MRV&CO (MRVE3) volta ao lucro no 4º tri, mas juros pesam e ano fecha no vermelho

A MRV&CO – conglomerado que reúne a MRV, Urba, Luggo e Resia – reportou lucro líquido consolidado de R$ 41,4 milhões no quarto trimestre de 2025. Isso representa uma reversão perante o prejuízo de R$ 249,8 milhões no mesmo período de 2024.

No critério ajustado (que exclui instrumentos financeiros sem efeito direto no caixa), o lucro líquido consolidado foi de R$ 116,5 milhões, o que também representa uma reversão na comparação com um ano antes, quando houve prejuízo de R$ 153,7 milhões.

A melhora está relacionada ao avanço do faturamento com as vendas de imóveis, combinado com manutenção de custos sob controle, levando à melhora da margem de lucro. Por outro lado, o balanço da MRV&Co continuou sofrendo com os encargos de juros da dívida.

A principal divisão de negócios, a MRV, focada no Minha Casa Minha Vida, teve lucro de R$ 168,9 milhões no quarto trimestre, reversão ante prejuízo de R$ 17,8 milhões na comparação anual. A margem bruta da MRV foi de 31%, expansão de 4 pontos porcentuais.

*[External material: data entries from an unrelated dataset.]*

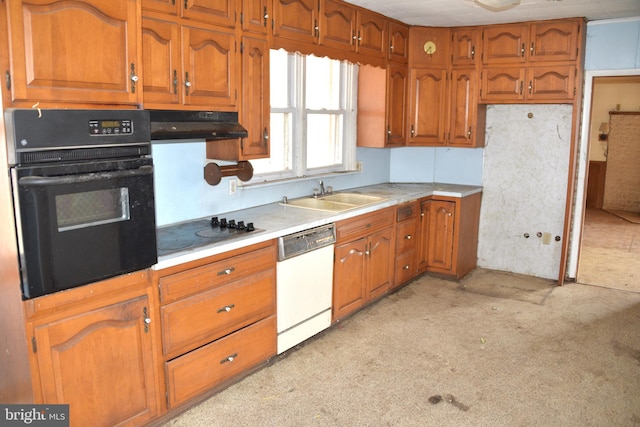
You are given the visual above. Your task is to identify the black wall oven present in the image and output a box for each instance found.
[5,109,157,298]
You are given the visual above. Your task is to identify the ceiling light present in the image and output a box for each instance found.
[475,0,520,12]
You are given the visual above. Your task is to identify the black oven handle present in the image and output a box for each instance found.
[18,165,153,187]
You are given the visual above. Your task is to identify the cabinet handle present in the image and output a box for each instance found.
[129,62,138,93]
[220,353,238,365]
[142,307,151,334]
[217,304,236,313]
[184,72,191,96]
[218,267,236,276]
[173,70,178,95]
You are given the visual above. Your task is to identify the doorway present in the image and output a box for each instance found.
[568,74,640,292]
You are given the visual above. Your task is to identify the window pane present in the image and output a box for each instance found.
[305,55,342,110]
[307,114,343,168]
[251,113,293,173]
[269,49,291,108]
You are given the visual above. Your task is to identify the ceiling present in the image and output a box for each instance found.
[347,0,640,27]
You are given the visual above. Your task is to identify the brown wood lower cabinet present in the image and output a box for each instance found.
[166,315,276,408]
[418,193,481,279]
[332,208,395,321]
[25,271,160,426]
[158,240,277,409]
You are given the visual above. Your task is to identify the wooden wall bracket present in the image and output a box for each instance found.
[204,160,253,185]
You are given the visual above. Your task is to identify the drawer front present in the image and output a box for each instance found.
[396,219,418,254]
[160,246,276,303]
[160,269,276,359]
[165,316,276,408]
[396,200,420,222]
[336,208,394,242]
[394,251,417,286]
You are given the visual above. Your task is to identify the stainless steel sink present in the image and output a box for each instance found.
[281,193,387,212]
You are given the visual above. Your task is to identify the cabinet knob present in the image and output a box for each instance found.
[218,304,236,313]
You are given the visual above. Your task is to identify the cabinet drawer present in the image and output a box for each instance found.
[396,219,418,254]
[396,200,420,222]
[160,245,276,303]
[160,269,276,359]
[394,251,417,286]
[336,208,394,242]
[165,316,276,408]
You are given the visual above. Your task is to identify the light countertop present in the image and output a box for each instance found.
[152,183,482,270]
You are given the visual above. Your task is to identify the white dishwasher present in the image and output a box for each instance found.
[276,224,336,354]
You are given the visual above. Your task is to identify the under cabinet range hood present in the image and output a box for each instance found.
[149,110,247,141]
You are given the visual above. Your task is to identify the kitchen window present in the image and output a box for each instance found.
[251,50,357,182]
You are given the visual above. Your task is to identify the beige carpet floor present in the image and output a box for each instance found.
[159,270,640,427]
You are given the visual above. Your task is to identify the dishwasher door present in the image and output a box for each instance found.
[276,245,334,354]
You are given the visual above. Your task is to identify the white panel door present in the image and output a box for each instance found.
[478,104,572,279]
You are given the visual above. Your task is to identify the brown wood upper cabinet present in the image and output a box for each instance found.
[6,0,142,104]
[142,0,237,27]
[142,13,238,111]
[482,19,581,65]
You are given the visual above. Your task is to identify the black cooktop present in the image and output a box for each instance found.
[157,217,264,256]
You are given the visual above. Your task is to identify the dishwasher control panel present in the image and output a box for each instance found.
[278,224,336,261]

A Resia, que atua na construção e locação de residências nos EUA, gerou prejuízo de R$ 110 milhões no trimestre. A perda, entretanto, foi 53% menor na comparação anual. A Resia está vendendo terrenos e empreendimentos para controlar a dívida lá fora.

Nas demais empresas do grupo, a Luggo teve prejuízo de R$ 18,2 milhões, enquanto a Urba contribuiu com lucro de R$ 772 mil. O Ebit (lucro operacional, antes dos juros e impostos) consolidado atingiu R$ 391,8 milhões no quarto trimestre, um salto perante os R$ 22,5 milhões do mesmo período do ano anterior.

A receita líquida consolidada totalizou R$ 3,0 bilhões, aumento de 27,8%, em virtude do aumento das vendas de imóveis e da evolução das obras. As despesas operacionais consolidadas alcançaram R$ 505,3 milhões, recuo de 17%.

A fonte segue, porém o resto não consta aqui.